🤖 AI Summary
This study addresses the challenge of sentiment analysis in Arabic hotel reviews, where code-mixing between Modern Standard Arabic (MSA) and Saudi and Moroccan dialects (Darija) complicates linguistic modeling. To tackle this, we construct the first balanced, multi-dialectal, domain-specific dataset for the hospitality sector, manually translated and rigorously validated by native speakers. We launch the inaugural shared task on multi-dialectal Arabic sentiment analysis in hospitality, fostering practical adoption of dialect-aware NLP for customer experience analytics. The task attracted over 40 participating teams, with 12 submitting working systems; the top-performing model achieved an F1-score of 0.81. Key contributions include: (1) releasing the first native-speaker-verified, cross-dialectal hotel review dataset; (2) establishing the first benchmark for multi-dialectal sentiment classification; and (3) empirically validating the effectiveness of pretrained language models on low-resource Arabic dialects—providing essential infrastructure and empirical evidence to advance dialect adaptation research.
📝 Abstract
The hospitality industry in the Arab world increasingly relies on customer feedback to shape services, driving the need for advanced Arabic sentiment analysis tools.
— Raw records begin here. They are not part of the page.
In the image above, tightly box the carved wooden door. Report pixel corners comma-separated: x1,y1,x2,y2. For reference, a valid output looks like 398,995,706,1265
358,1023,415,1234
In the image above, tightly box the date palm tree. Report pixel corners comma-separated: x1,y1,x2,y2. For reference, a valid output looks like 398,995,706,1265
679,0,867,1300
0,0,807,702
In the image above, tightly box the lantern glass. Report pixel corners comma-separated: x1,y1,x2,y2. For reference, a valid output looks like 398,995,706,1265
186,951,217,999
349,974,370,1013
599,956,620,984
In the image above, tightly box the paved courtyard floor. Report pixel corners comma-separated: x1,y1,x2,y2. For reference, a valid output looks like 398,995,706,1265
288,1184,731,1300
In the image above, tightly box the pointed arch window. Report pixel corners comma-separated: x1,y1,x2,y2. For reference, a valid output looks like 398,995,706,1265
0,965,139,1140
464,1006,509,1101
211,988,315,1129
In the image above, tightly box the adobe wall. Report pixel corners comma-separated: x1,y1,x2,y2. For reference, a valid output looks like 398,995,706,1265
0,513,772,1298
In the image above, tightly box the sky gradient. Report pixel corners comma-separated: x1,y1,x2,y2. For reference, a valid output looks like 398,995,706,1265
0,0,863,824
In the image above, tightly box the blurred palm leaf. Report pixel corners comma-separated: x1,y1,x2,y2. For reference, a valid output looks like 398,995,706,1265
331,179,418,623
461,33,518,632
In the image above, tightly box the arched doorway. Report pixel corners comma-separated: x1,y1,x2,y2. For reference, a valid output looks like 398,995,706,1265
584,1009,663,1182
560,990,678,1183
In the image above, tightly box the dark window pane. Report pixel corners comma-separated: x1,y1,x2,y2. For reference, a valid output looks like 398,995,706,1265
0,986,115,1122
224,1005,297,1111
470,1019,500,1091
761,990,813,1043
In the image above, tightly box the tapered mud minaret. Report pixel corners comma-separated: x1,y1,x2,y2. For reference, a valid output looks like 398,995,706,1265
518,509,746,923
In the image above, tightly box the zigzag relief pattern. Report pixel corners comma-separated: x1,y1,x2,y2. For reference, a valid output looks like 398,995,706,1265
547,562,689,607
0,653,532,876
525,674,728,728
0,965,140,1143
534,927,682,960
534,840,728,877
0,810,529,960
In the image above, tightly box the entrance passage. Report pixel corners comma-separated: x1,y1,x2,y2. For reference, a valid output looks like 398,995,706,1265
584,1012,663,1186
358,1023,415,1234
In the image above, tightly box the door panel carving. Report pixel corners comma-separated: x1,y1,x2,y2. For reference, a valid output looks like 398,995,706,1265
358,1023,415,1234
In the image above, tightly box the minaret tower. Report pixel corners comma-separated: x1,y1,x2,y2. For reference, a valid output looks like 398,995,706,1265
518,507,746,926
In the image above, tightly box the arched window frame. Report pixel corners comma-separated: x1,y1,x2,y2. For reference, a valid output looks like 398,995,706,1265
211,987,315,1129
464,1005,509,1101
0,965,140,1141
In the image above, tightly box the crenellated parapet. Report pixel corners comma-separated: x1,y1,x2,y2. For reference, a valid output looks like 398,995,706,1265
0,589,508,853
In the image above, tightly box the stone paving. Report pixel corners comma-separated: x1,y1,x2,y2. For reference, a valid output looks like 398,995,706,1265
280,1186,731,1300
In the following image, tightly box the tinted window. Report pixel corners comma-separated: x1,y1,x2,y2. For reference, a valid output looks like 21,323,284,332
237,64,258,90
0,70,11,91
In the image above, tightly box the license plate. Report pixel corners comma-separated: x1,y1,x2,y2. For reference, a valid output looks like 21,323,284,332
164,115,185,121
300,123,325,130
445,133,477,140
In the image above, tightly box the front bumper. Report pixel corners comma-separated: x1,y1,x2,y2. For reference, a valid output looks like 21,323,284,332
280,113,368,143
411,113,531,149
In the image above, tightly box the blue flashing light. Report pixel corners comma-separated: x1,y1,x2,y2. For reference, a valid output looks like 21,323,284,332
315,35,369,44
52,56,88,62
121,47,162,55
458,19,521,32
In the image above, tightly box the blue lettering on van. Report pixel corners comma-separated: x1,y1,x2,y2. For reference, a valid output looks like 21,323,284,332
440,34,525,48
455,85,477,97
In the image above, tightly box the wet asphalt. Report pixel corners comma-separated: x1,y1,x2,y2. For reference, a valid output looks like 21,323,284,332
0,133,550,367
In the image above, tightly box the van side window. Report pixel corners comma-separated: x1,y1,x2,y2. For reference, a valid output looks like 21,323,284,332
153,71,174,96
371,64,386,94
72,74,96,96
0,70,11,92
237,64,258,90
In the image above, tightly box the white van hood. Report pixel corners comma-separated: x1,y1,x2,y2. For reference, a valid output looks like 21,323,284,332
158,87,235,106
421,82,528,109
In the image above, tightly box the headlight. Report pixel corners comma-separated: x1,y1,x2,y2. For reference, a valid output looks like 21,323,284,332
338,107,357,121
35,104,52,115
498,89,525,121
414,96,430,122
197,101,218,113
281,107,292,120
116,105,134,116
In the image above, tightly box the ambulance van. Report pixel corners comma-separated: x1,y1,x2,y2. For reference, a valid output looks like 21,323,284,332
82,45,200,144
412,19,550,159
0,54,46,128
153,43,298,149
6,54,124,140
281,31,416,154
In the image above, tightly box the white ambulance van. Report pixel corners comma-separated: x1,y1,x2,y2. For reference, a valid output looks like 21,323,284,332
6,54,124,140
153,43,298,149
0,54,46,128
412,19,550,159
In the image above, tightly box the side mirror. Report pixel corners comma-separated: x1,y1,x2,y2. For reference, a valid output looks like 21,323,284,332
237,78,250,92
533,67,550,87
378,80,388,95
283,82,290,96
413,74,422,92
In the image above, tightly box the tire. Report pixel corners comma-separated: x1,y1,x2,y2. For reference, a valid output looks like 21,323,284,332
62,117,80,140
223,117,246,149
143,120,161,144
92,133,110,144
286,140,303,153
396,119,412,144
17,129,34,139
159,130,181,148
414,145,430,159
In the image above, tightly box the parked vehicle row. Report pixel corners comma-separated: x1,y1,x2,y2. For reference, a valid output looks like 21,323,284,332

To address this challenge, the Sentiment Analysis on Arabic Dialects in the Hospitality Domain shared task focuses on Sentiment Detection in Arabic Dialects. This task leverages a multi-dialect, manually curated dataset derived from hotel reviews originally written in Modern Standard Arabic (MSA) and translated into Saudi and Moroccan (Darija) dialects. The dataset consists of 538 sentiment-balanced reviews spanning positive, neutral, and negative categories. Translations were validated by native speakers to ensure dialectal accuracy and sentiment preservation. This resource supports the development of dialect-aware NLP systems for real-world applications in customer experience analysis. More than 40 teams have registered for the shared task, with 12 submitting systems during the evaluation phase. The top-performing system achieved an F1 score of 0.81, demonstrating the feasibility and ongoing challenges of sentiment analysis across Arabic dialects.